Simon Ferries is Chef Manager at Manor Court care home in Plymouth. Simon has worked in hospitality for over thirteen years, spending much of that time in the busy kitchens of hotels and restaurants. In 2013, he made the switch to Anchor, where he is now Chef Manager. We caught up with Simon to talk about his time with Anchor so far, and find out more about the day-to-day life of an Anchor chef.
It was my Nan who first inspired me to pursue a career in catering. As a chef herself, she ran her own catering business, mostly cooking up food for outdoor events.
Once, when I must have been around four or five, she and my grandad hired out an enormous, one-hundred seater double decker bus, which they filled to the brim with delicious buffet food. Then, they drove it into Newcastle city centre to cater for a wedding!
As you can tell, family is a big part of my life - to begin with, I took the job with Anchor precisely because of the hours. My little boy wasn't very well, and going back and forth to hospital meant that I really needed a strong work-life balance, which I struggled to find in my previous role.
Having had no former insight into everyday life in a care home, I was immediately surprised by everything that Manor Court had on offer: the dining area was set out like a posh restaurant, and the food was excellent! Whilst I didn't really know what to expect, I was delighted - the kitchen, for instance, was humongous!
My day kicks off at 8.30am, when we start to prep meals and set up the kitchen for breakfast; the residents generally prefer it cooked, but there are always other choices available.
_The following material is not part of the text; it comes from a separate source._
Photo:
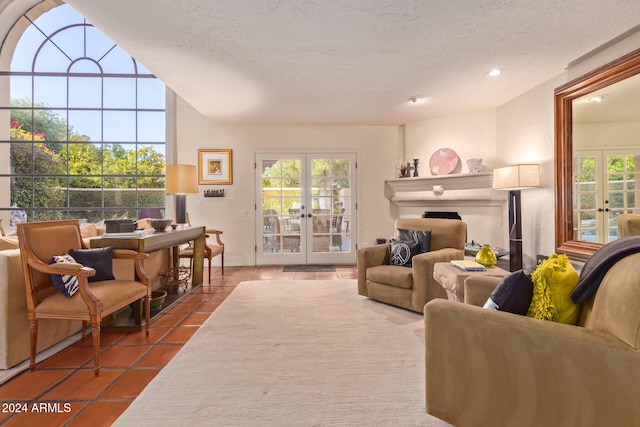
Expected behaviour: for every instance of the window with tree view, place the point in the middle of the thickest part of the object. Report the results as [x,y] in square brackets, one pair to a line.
[86,135]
As residents wake up at different times, breakfast continues throughout the morning, though at 10.30am we’ll start thinking ahead to the next meal, getting everything prepped. If you can get any of the bits done for the evening, it’s always a bonus!
The menu revolves around a four week meals rota, which is seasonal, so it changes throughout the year. Everything on the menu is pretty much agreed with the residents - in fact, they pretty much write it; I just cook it!
Mostly, it’s the old-school homemade dishes that people love - there's a lot of liver, cottage pie, shepherd’s pie. And, of course, everyone enjoys their roast dinners - we have a Wednesday roast and a Sunday roast, which we usually accompany with a tasty alternative. Friday is Fish Friday – and always a hit!
The same rings true for desserts: we cook up semolina, tapioca, pineapple upside down cake - the treats that people enjoyed when they were younger. There's a nostalgic aspect to a lot of the meals we make. It's a really important part of life – eating the meals you love.
On our menus, we also feature our own signature dishes. For instance, Mark, my deputy chef, has his own signature dish, so on one day of the month we’ll cook up “Manor Court’s Signature Beef Jardiniere”. It’s a way of making our dinners more personal – when we know who’s cooking for us, we value our meals more.
To all of us, it’s imperative that every resident is able to enjoy the menu, regardless of dietary or medical requirements. For residents with dysphagia, where there’s a potential risk of choking on tougher foods, we’ll make them a pureed version of what’s on the menu: it doesn’t seem fair otherwise, for them to sit down and have a meal that’s different to everybody else. It’s the same food, presented in a slightly different way.
Being here, I’ve learned a lot. Cooking the meals the residents love takes me back to when they were younger - many of these dishes, as I grew up, I never learned to make.
Before coming to Manor Court, I wasn’t entirely au fait with baking, either. I had to do a lot of learning, going home at the end of the day and flicking through recipe books, looking up recipes on the internet, practicing and improving my skills. From all this, I’ve actually become quite good – my signature dish, now, is “Chef Simon’s Signature Pineapple Upside Down Cake”!
It’s always been the case that if I see myself as not being very good at something, or if I think there might be a problem, I’ll go away and practice until I feel I’ve improved. At Manor Court, I feel I’m learning every day.